There’s hope!
I’m going to rely heavily on the Bible to speak for itself here, since I’m still so much in the process of figuring this out myself.
John 13:34 says, “A new commandment I give to you, that you love one another: just as I have loved you, you also are to love one another. By this all people will know that you are my disciples, if you love one another.”
Remember back in part one, where I said that in his counterfeits, Satan always mimics God’s calling? That means there’s an original design for our lives. We see it here in John. We are called by Jesus to love one another as He loved us.
How did He love us? Well, “Greater love has no one than this, that someone lay down his life for his friends” (John 15:13).
So God has called us to lay down our lives for one another in friendship. He has called us to wash each other’s feet, to share our plenty with those in lack.
What do we do with these verses in light of our previous discussion? There seems to be a contradiction of sorts. Our purity is insufficient, yet God calls us to wash each other’s feet. Our sacrifices are ineffective, but God wants us to die for one another.
It seems like He wants us to have a love that isn’t even possible for us.
…Which is probably exactly right, now that I think about it. No wonder I keep encountering locked doors, places where my love can’t enter.

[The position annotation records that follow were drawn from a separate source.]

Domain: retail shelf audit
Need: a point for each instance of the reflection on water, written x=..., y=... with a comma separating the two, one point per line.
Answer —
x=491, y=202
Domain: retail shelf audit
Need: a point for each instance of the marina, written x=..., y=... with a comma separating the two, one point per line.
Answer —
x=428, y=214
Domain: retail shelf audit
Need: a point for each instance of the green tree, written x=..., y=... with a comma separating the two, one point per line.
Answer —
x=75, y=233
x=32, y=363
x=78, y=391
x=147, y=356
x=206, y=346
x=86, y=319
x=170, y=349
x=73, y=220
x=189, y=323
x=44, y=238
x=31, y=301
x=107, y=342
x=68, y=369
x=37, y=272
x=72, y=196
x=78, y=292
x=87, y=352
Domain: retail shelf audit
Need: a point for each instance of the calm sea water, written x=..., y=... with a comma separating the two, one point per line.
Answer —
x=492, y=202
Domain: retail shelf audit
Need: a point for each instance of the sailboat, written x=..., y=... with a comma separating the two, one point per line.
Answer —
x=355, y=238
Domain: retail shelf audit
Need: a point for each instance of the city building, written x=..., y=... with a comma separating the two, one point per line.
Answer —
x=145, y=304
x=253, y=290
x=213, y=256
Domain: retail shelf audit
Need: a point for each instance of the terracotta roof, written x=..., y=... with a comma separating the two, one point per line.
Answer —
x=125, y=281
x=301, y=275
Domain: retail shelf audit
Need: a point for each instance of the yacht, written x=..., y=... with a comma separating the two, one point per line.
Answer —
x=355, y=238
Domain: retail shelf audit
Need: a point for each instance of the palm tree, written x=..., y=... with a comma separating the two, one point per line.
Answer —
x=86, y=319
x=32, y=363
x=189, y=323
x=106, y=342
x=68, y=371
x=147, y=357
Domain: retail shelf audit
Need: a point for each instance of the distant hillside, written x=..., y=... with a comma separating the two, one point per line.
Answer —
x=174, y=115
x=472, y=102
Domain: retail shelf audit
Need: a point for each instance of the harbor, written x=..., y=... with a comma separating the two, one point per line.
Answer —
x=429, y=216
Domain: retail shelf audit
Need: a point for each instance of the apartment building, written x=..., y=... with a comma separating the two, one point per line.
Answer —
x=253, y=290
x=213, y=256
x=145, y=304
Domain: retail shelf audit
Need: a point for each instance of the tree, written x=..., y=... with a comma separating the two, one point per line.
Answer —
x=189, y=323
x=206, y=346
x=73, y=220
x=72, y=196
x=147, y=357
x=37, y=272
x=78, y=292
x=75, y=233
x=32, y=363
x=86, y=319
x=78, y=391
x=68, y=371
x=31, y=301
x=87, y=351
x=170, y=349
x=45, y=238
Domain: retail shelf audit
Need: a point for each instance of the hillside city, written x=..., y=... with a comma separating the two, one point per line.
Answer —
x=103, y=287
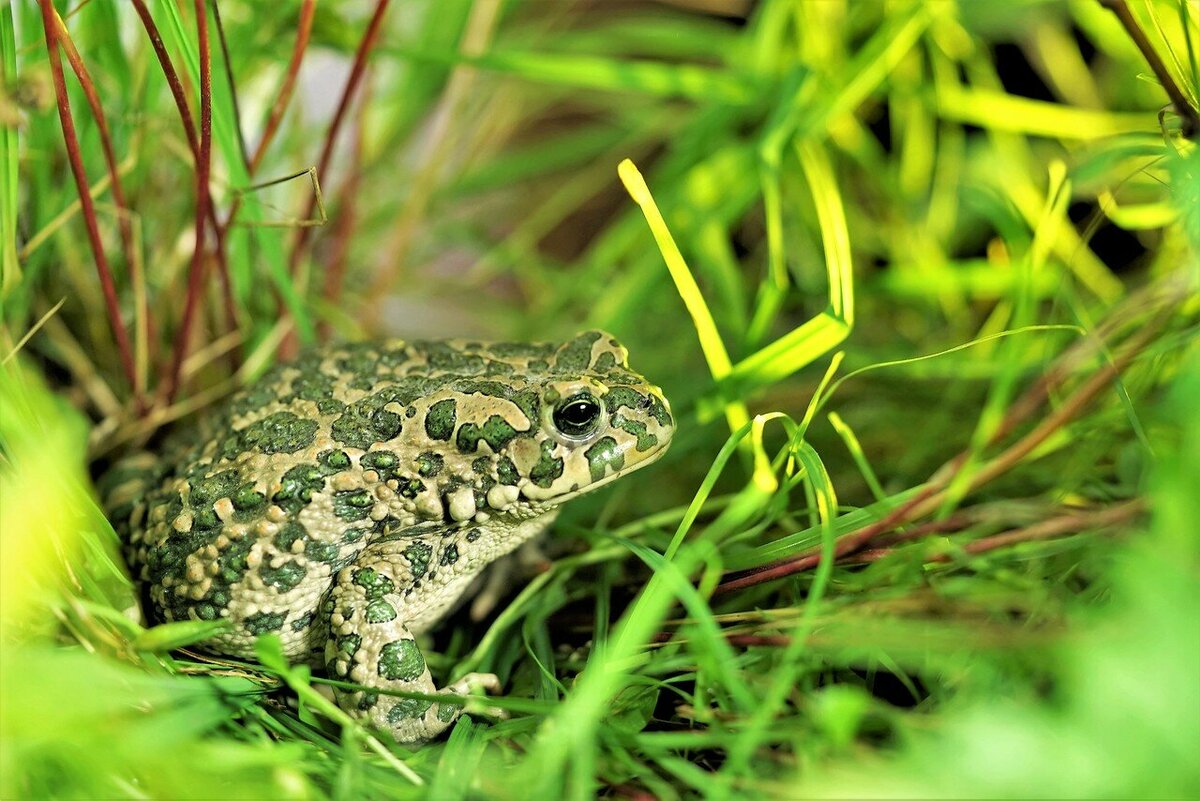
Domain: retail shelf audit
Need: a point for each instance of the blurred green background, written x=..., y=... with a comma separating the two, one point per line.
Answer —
x=933, y=311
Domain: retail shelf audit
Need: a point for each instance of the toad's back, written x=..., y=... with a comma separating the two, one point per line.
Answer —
x=442, y=456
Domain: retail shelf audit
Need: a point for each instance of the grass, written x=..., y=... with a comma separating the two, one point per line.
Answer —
x=919, y=279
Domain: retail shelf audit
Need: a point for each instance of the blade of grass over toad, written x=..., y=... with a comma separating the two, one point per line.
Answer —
x=570, y=728
x=685, y=284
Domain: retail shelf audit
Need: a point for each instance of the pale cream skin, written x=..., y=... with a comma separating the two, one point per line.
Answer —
x=345, y=503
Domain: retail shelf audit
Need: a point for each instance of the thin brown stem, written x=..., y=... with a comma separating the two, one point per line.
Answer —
x=187, y=121
x=283, y=97
x=327, y=152
x=343, y=228
x=934, y=492
x=168, y=71
x=845, y=544
x=233, y=85
x=1049, y=529
x=202, y=200
x=88, y=208
x=1186, y=112
x=125, y=224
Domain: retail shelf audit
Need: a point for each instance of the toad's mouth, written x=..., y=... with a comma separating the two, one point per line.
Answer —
x=643, y=459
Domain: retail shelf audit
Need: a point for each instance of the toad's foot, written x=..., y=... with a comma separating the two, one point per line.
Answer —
x=507, y=572
x=371, y=644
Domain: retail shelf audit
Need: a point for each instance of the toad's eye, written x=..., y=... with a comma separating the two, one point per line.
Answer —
x=579, y=415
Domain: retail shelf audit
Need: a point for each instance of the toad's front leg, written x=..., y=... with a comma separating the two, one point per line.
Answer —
x=370, y=643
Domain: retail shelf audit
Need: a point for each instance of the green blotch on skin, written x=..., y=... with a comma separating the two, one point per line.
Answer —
x=288, y=535
x=322, y=552
x=330, y=407
x=419, y=555
x=645, y=440
x=448, y=711
x=280, y=433
x=312, y=385
x=576, y=355
x=285, y=577
x=247, y=498
x=379, y=612
x=605, y=362
x=366, y=422
x=527, y=399
x=298, y=485
x=441, y=419
x=382, y=462
x=507, y=471
x=604, y=455
x=409, y=487
x=430, y=464
x=265, y=621
x=549, y=468
x=496, y=432
x=659, y=411
x=353, y=504
x=408, y=709
x=375, y=584
x=334, y=461
x=401, y=661
x=303, y=622
x=348, y=645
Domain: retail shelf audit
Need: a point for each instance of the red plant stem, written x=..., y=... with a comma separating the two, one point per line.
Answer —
x=1188, y=115
x=106, y=138
x=202, y=200
x=352, y=84
x=233, y=86
x=852, y=541
x=168, y=70
x=89, y=210
x=343, y=229
x=289, y=80
x=1044, y=530
x=185, y=116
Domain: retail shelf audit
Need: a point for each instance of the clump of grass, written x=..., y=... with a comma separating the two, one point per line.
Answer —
x=927, y=528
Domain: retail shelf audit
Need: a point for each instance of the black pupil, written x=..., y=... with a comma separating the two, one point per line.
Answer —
x=577, y=415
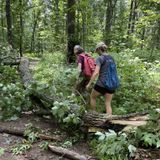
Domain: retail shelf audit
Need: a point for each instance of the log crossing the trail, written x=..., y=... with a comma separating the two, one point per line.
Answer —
x=90, y=119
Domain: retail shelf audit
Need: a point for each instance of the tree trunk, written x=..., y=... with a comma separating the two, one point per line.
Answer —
x=57, y=17
x=36, y=16
x=21, y=30
x=9, y=23
x=13, y=131
x=90, y=119
x=132, y=16
x=2, y=21
x=71, y=30
x=68, y=153
x=111, y=4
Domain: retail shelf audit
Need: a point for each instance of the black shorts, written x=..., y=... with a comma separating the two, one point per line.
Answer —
x=103, y=90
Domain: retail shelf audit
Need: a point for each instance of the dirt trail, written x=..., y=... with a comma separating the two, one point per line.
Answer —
x=7, y=141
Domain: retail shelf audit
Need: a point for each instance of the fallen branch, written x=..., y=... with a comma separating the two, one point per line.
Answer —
x=90, y=119
x=21, y=133
x=68, y=153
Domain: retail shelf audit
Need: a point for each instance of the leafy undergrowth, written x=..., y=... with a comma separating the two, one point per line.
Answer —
x=136, y=93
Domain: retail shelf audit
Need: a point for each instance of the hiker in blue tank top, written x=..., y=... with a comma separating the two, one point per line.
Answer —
x=104, y=67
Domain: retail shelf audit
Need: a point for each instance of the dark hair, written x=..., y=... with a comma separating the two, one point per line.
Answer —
x=103, y=49
x=79, y=49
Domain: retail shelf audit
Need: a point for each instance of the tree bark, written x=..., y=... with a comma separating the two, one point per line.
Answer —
x=2, y=21
x=71, y=31
x=90, y=119
x=36, y=16
x=9, y=23
x=68, y=153
x=17, y=132
x=132, y=16
x=21, y=30
x=111, y=4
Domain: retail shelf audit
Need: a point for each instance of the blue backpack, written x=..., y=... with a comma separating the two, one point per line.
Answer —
x=112, y=80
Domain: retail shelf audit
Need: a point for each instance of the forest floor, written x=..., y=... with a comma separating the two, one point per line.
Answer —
x=8, y=141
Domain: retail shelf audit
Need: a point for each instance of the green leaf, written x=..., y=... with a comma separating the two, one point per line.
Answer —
x=158, y=143
x=2, y=151
x=132, y=149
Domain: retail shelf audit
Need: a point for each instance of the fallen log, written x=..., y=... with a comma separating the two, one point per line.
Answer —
x=94, y=119
x=17, y=132
x=69, y=154
x=11, y=63
x=90, y=119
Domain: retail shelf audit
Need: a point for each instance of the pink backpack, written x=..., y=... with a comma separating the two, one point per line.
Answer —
x=89, y=64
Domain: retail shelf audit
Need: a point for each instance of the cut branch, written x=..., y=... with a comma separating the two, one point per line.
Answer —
x=90, y=119
x=21, y=133
x=68, y=153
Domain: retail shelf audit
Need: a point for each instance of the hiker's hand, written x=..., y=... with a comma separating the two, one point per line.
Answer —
x=88, y=87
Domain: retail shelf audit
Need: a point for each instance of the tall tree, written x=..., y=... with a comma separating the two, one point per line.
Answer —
x=9, y=23
x=21, y=29
x=132, y=16
x=71, y=30
x=111, y=5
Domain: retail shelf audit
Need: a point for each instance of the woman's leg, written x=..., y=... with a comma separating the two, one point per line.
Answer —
x=93, y=96
x=108, y=99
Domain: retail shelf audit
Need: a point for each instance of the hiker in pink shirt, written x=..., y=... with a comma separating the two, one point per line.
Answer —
x=86, y=67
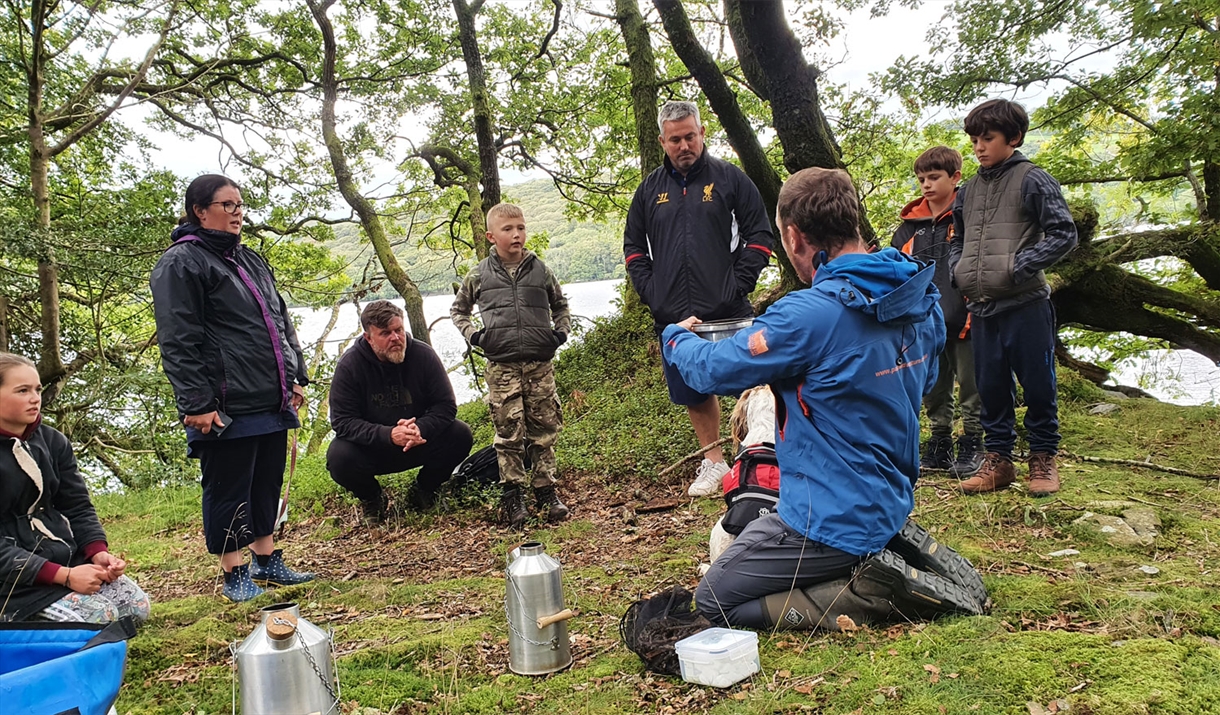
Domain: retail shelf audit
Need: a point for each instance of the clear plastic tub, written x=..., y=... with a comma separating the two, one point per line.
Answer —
x=719, y=657
x=721, y=330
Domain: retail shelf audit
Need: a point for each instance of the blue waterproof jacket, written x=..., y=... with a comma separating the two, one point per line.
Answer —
x=852, y=358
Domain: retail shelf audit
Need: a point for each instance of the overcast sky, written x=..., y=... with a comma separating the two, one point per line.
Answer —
x=865, y=45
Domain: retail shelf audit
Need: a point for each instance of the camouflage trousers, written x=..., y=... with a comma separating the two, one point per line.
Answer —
x=116, y=599
x=527, y=417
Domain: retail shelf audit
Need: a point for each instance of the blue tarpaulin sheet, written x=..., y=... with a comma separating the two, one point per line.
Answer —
x=53, y=669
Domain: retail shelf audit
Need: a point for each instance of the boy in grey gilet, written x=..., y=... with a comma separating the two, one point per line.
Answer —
x=525, y=321
x=1010, y=223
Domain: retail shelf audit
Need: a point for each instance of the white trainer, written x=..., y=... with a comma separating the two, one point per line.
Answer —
x=708, y=480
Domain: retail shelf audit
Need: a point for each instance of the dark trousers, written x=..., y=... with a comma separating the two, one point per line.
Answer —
x=769, y=556
x=1020, y=343
x=242, y=481
x=355, y=466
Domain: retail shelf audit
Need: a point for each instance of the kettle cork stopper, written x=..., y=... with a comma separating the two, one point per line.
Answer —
x=281, y=626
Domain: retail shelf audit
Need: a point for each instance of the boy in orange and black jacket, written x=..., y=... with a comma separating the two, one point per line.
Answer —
x=925, y=234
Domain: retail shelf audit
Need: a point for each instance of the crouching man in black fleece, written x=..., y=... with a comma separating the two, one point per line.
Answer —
x=392, y=409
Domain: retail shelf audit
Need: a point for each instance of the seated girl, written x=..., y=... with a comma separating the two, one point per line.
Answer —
x=54, y=559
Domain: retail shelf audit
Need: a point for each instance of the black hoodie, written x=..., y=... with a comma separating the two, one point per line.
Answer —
x=369, y=397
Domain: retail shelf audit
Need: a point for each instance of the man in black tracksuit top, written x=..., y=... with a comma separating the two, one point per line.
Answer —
x=696, y=240
x=392, y=409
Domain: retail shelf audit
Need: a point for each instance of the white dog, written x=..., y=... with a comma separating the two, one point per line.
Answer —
x=752, y=423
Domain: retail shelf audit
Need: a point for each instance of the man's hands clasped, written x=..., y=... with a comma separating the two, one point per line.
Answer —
x=406, y=434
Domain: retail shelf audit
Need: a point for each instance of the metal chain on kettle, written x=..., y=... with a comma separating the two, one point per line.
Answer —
x=553, y=643
x=317, y=671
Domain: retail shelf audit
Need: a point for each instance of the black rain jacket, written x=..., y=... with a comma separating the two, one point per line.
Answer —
x=45, y=516
x=369, y=397
x=227, y=342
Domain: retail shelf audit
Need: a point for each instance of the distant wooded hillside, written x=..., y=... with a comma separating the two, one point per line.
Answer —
x=576, y=251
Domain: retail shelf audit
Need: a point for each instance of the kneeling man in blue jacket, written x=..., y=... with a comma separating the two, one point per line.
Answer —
x=850, y=358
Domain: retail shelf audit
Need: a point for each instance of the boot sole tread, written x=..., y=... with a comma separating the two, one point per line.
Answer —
x=936, y=592
x=920, y=549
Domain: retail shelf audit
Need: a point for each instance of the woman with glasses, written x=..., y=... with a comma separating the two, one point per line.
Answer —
x=231, y=353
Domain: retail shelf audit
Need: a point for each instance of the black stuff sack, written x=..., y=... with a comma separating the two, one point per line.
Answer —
x=653, y=625
x=481, y=470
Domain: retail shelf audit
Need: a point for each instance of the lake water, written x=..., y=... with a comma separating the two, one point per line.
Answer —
x=1176, y=376
x=586, y=300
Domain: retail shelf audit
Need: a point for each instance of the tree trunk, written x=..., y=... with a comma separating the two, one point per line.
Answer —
x=488, y=154
x=369, y=217
x=4, y=323
x=643, y=83
x=741, y=134
x=50, y=362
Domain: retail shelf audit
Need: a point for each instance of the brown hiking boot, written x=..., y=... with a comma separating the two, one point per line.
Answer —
x=1043, y=474
x=996, y=474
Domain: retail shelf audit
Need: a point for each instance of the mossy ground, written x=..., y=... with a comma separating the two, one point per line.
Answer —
x=419, y=622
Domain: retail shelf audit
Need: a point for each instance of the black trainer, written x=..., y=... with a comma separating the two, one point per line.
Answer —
x=918, y=594
x=421, y=499
x=921, y=550
x=970, y=456
x=513, y=508
x=549, y=504
x=936, y=454
x=375, y=511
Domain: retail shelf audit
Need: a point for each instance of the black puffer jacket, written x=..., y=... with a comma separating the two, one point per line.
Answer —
x=696, y=244
x=45, y=517
x=227, y=341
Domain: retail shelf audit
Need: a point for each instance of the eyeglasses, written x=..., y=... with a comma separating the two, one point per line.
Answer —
x=229, y=208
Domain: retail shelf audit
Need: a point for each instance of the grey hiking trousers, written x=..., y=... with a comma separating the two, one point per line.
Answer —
x=767, y=558
x=957, y=365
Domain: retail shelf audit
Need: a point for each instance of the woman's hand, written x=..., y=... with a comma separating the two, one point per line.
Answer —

It reminds me of 1 Corinthians 13, the oft-quoted wedding chapter. Clean off some of the residue from
overuse, and there’s some brilliant stuff here. The beginning is all about our weakness, how all of our efforts amount to nothing. We can give our bodies to be burned, but if we don’t have love, it doesn’t count. Many of the problems in my relationships can be traced back to that idea. I’m trying so hard, but there’s something missing.
In Psalm 103, David writes, “God knows our frame; He remembers that we are dust. As for man, his days are like grass; he flourishes like a flower of the field, but the wind passes over it, and it is gone, and its place knows it no more. But the steadfast love of the Lord is from everlasting to everlasting on those who fear Him.”
Some days my love seems to flourish, and I grow excited and puffed up. But then a slight wind jostles me, and I find myself acting selfish or abrupt, with no memory of the strong love I boasted in.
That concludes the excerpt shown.